The findings also raise questions about how antibiotics are tested. Current assessment methods may not account for bacterial metabolic states, potentially overestimating drug effectiveness against real-world infections where dormant cells hide among active populations.

Polymyxins were discovered more than 80 years ago and remain crucial weapons against Gram-negative bacteria, which cause many drug-resistant infections. These bacteria possess an outer membrane that blocks most antibiotics, making polymyxins among the few options left when other treatments fail. With drug-resistant infections already killing over a million people annually, understanding how these last-resort antibiotics actually work has become urgent.
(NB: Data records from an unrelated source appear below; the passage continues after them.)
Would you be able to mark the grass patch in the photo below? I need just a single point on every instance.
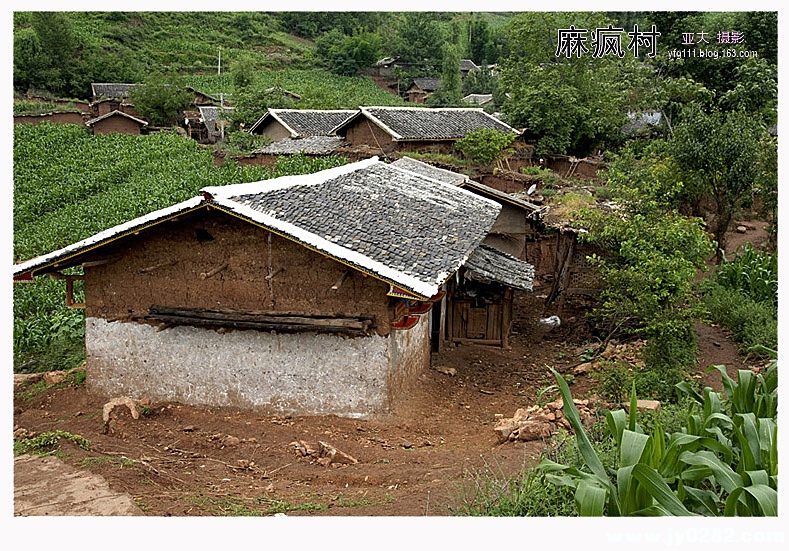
(103, 460)
(46, 443)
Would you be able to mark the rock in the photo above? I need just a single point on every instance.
(583, 369)
(645, 405)
(534, 430)
(335, 456)
(54, 377)
(125, 401)
(556, 404)
(504, 429)
(451, 371)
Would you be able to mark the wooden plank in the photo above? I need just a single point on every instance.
(259, 325)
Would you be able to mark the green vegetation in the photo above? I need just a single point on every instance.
(46, 443)
(69, 185)
(485, 146)
(742, 296)
(715, 455)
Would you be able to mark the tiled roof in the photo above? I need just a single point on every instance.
(315, 145)
(478, 99)
(468, 65)
(411, 231)
(446, 176)
(211, 113)
(111, 90)
(491, 264)
(305, 122)
(414, 123)
(426, 84)
(500, 196)
(116, 113)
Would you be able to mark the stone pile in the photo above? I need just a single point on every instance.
(629, 353)
(324, 454)
(536, 423)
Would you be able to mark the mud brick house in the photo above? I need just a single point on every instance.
(309, 146)
(307, 294)
(279, 124)
(108, 97)
(118, 122)
(421, 88)
(480, 300)
(415, 129)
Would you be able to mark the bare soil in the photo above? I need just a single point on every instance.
(178, 460)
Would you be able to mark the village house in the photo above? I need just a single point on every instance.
(306, 294)
(108, 97)
(279, 124)
(116, 122)
(480, 301)
(421, 88)
(415, 129)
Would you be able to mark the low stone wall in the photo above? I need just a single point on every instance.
(302, 374)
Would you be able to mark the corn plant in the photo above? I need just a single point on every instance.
(753, 273)
(723, 463)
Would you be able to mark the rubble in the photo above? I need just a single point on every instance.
(325, 454)
(133, 405)
(537, 423)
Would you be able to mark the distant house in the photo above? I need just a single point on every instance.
(310, 146)
(201, 98)
(116, 122)
(467, 66)
(312, 294)
(108, 97)
(415, 129)
(421, 88)
(478, 99)
(642, 123)
(278, 124)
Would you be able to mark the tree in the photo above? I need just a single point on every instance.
(485, 146)
(348, 55)
(160, 101)
(719, 155)
(450, 87)
(418, 41)
(570, 105)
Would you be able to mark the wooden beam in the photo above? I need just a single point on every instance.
(212, 273)
(340, 281)
(277, 321)
(159, 265)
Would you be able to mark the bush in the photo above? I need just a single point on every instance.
(485, 146)
(750, 323)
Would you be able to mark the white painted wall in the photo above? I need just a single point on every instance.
(301, 373)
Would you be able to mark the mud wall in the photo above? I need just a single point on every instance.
(58, 118)
(303, 374)
(212, 260)
(118, 124)
(275, 131)
(364, 132)
(410, 356)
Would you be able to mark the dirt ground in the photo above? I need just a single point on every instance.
(183, 461)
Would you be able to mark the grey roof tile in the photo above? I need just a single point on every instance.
(306, 122)
(111, 89)
(489, 264)
(446, 176)
(315, 145)
(412, 231)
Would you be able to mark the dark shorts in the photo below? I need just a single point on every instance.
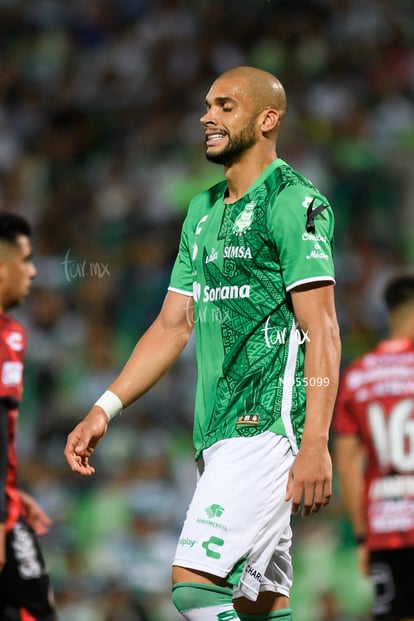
(24, 583)
(392, 574)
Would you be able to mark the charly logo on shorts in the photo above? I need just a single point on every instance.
(247, 423)
(213, 541)
(214, 511)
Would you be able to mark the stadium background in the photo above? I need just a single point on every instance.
(101, 148)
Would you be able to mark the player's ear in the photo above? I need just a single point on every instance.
(270, 119)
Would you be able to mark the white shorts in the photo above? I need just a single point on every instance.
(238, 522)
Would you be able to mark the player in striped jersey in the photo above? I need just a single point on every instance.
(374, 438)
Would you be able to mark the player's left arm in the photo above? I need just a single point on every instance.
(310, 479)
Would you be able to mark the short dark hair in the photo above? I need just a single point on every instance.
(12, 225)
(399, 291)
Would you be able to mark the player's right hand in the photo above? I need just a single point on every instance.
(83, 440)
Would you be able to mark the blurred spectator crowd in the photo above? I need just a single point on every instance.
(101, 148)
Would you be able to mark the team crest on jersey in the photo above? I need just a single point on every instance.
(246, 423)
(244, 220)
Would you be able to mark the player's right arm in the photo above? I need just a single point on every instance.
(3, 474)
(155, 352)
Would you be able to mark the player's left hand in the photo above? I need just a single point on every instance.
(34, 514)
(310, 480)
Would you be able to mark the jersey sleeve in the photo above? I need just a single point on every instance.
(181, 280)
(306, 255)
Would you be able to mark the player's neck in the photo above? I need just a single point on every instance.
(242, 174)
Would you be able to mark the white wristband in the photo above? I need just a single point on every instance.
(110, 403)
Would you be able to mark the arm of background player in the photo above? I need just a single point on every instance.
(349, 461)
(4, 422)
(153, 355)
(310, 479)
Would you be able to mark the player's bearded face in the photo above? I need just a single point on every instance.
(236, 145)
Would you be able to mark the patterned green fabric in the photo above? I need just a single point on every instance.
(239, 262)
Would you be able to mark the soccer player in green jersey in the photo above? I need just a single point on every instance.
(254, 278)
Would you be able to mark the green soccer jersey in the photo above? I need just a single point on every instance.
(239, 261)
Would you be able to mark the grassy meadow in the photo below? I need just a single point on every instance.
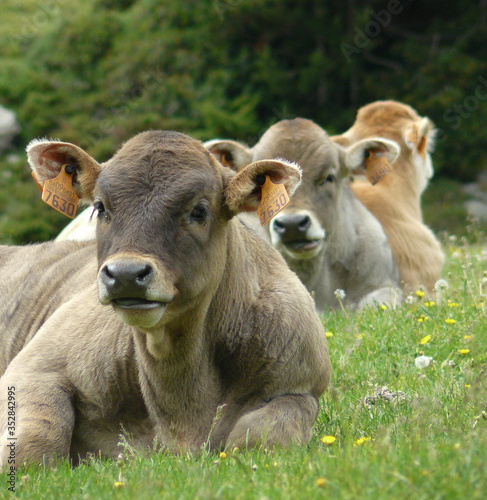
(423, 437)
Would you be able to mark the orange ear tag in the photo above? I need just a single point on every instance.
(59, 193)
(274, 199)
(377, 167)
(36, 181)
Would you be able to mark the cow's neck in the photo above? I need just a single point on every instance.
(177, 378)
(341, 239)
(402, 188)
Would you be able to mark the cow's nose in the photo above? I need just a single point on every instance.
(126, 276)
(292, 226)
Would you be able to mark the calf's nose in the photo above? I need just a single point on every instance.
(126, 276)
(292, 226)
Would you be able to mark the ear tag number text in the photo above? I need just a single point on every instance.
(377, 167)
(59, 193)
(274, 199)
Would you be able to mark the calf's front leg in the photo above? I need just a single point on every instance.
(36, 419)
(283, 421)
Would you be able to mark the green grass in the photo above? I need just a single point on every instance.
(431, 445)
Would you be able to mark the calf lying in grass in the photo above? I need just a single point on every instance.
(174, 311)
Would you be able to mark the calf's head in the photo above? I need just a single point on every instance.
(401, 123)
(312, 218)
(163, 206)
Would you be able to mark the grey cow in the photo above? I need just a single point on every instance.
(325, 234)
(175, 311)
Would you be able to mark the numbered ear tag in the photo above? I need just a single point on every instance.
(59, 193)
(36, 181)
(377, 167)
(274, 199)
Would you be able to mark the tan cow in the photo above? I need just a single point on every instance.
(325, 234)
(176, 310)
(396, 199)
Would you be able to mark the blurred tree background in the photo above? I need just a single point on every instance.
(98, 71)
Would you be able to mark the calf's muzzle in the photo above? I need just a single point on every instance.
(126, 282)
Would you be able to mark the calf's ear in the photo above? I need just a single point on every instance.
(232, 154)
(47, 158)
(244, 189)
(356, 155)
(419, 136)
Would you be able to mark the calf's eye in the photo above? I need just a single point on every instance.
(99, 210)
(326, 180)
(199, 213)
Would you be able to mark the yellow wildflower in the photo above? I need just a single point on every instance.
(328, 439)
(361, 441)
(321, 482)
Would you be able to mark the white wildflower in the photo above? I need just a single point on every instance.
(423, 361)
(441, 285)
(409, 299)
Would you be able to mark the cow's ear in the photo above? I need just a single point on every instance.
(47, 158)
(419, 136)
(356, 155)
(244, 189)
(232, 154)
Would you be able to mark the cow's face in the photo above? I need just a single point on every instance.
(402, 124)
(303, 228)
(163, 206)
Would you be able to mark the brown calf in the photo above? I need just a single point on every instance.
(184, 310)
(396, 199)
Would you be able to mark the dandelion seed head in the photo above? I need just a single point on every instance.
(409, 299)
(441, 285)
(321, 482)
(361, 441)
(328, 439)
(422, 362)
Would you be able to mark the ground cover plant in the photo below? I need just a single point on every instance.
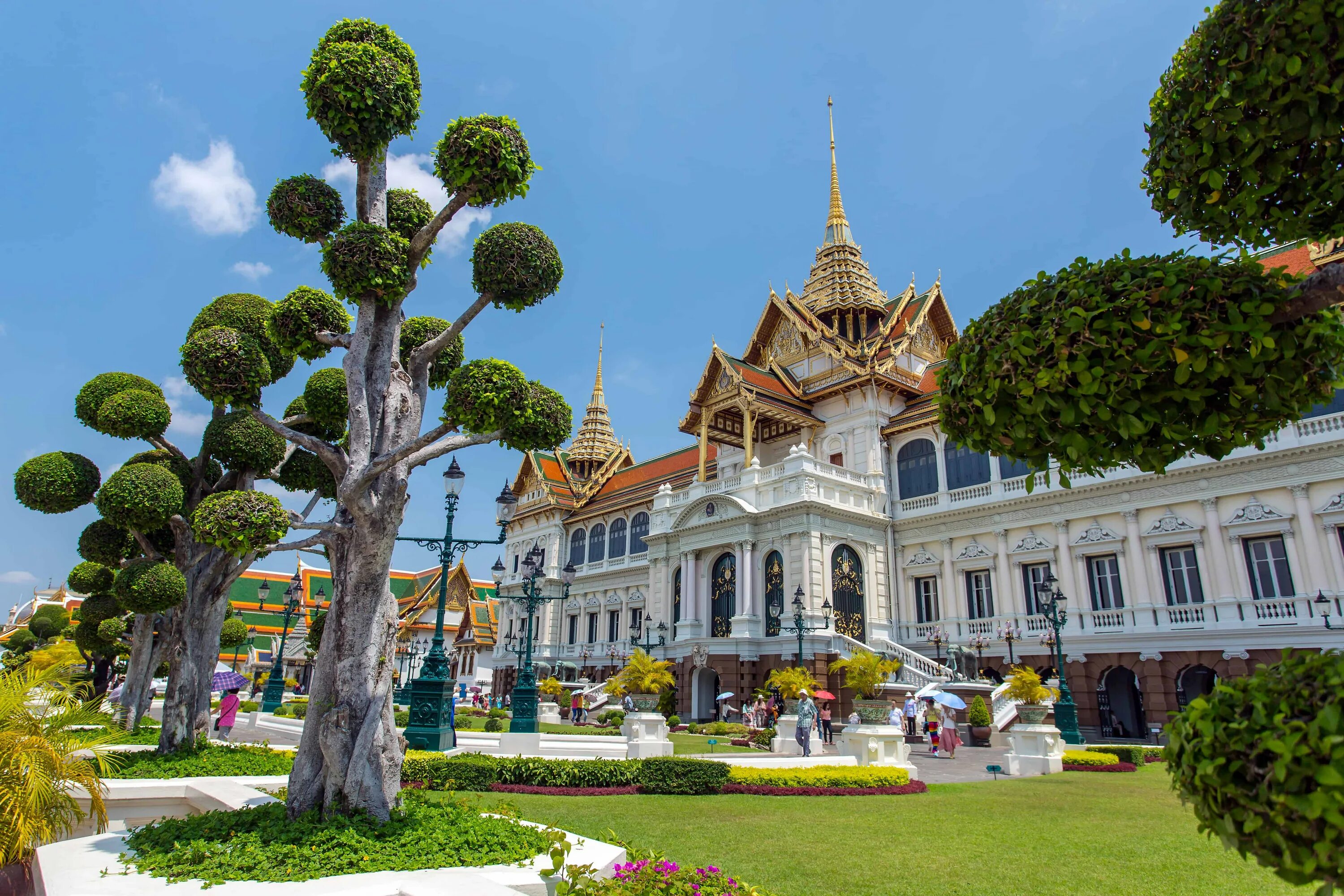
(261, 844)
(1125, 835)
(207, 762)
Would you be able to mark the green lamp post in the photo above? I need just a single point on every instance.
(275, 694)
(525, 692)
(1053, 607)
(432, 692)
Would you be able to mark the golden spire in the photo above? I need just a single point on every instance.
(838, 228)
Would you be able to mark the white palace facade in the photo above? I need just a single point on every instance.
(818, 464)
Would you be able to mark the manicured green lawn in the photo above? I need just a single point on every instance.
(1076, 833)
(685, 743)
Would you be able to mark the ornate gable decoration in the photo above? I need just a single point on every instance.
(1170, 523)
(975, 550)
(921, 558)
(1096, 532)
(1256, 512)
(1031, 542)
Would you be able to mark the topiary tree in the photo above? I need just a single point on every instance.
(363, 422)
(1258, 761)
(178, 530)
(1144, 361)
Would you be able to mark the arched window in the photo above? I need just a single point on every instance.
(725, 594)
(597, 543)
(639, 530)
(847, 591)
(1011, 469)
(773, 569)
(917, 468)
(676, 598)
(965, 468)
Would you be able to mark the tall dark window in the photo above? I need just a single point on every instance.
(1011, 469)
(1266, 563)
(676, 595)
(847, 591)
(724, 595)
(597, 543)
(773, 593)
(926, 599)
(917, 469)
(965, 468)
(639, 530)
(1180, 575)
(616, 542)
(1104, 581)
(1033, 574)
(980, 598)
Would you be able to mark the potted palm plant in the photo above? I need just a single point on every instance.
(865, 672)
(980, 722)
(644, 679)
(1025, 688)
(791, 681)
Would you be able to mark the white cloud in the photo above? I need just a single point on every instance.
(185, 422)
(252, 271)
(410, 172)
(214, 191)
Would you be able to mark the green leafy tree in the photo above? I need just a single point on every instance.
(361, 428)
(1147, 359)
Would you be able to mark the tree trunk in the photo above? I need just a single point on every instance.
(350, 758)
(194, 650)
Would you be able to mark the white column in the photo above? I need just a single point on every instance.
(1221, 575)
(1003, 587)
(1310, 538)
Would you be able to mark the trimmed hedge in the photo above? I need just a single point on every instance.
(820, 777)
(682, 777)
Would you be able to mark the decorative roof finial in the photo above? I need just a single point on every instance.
(838, 228)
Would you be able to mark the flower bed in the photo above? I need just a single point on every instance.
(261, 844)
(765, 790)
(1119, 766)
(565, 792)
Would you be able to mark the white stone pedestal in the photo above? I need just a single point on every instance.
(521, 743)
(549, 714)
(1037, 750)
(878, 746)
(785, 743)
(646, 735)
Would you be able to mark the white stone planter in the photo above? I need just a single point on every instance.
(878, 746)
(646, 735)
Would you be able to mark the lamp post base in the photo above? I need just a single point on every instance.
(525, 710)
(432, 715)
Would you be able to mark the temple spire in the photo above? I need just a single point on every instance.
(838, 228)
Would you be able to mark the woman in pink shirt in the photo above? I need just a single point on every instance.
(228, 714)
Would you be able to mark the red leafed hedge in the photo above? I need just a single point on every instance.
(762, 790)
(1119, 766)
(565, 792)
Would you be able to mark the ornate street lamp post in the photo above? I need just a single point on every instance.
(432, 691)
(1053, 607)
(799, 626)
(1010, 634)
(275, 694)
(648, 634)
(531, 599)
(979, 644)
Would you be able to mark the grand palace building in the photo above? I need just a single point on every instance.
(815, 466)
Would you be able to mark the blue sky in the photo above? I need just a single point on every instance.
(685, 167)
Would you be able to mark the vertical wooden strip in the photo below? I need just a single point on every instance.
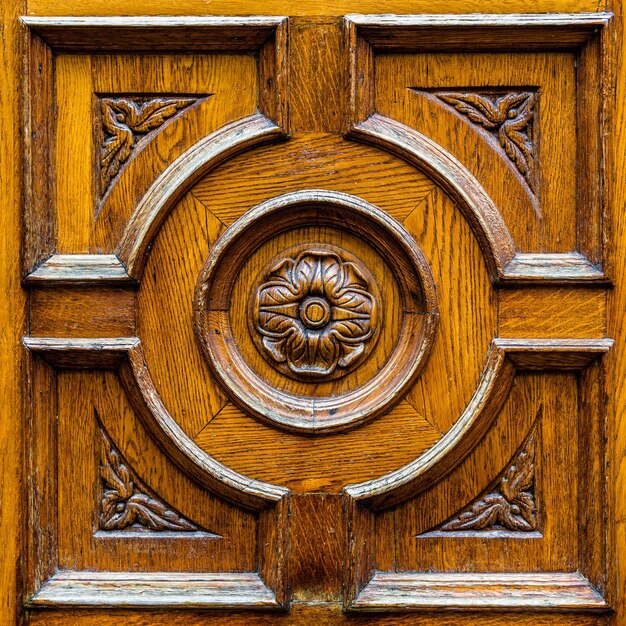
(40, 467)
(74, 153)
(39, 218)
(12, 312)
(359, 560)
(317, 547)
(615, 361)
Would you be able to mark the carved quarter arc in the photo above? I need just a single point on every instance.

The research employed atomic force microscopy to “feel” the shape of individual bacterial cells at resolutions far beyond what light microscopy can achieve. The resulting images show the bacterial surface transforming over time, from smooth to bumpy to catastrophically breached, as the antibiotic triggers the cell’s self-destructive overproduction cycle.

Dr. Ed Douglas from Imperial noted that once the team observed disruption only occurring when bacteria consumed sugar, the mechanism became clear. The work, funded by UK Research and Innovation and Wellcome, represents a collaboration between UCL, Imperial, and the University of Nottingham.

Whether these insights lead to better combination therapies or entirely new approaches to fighting bacterial infections remains to be seen. But at minimum, they reveal that even our oldest antibiotics still harbor secrets, and that bacteria’s greatest vulnerability might be their own compulsive need to rebuild their defenses.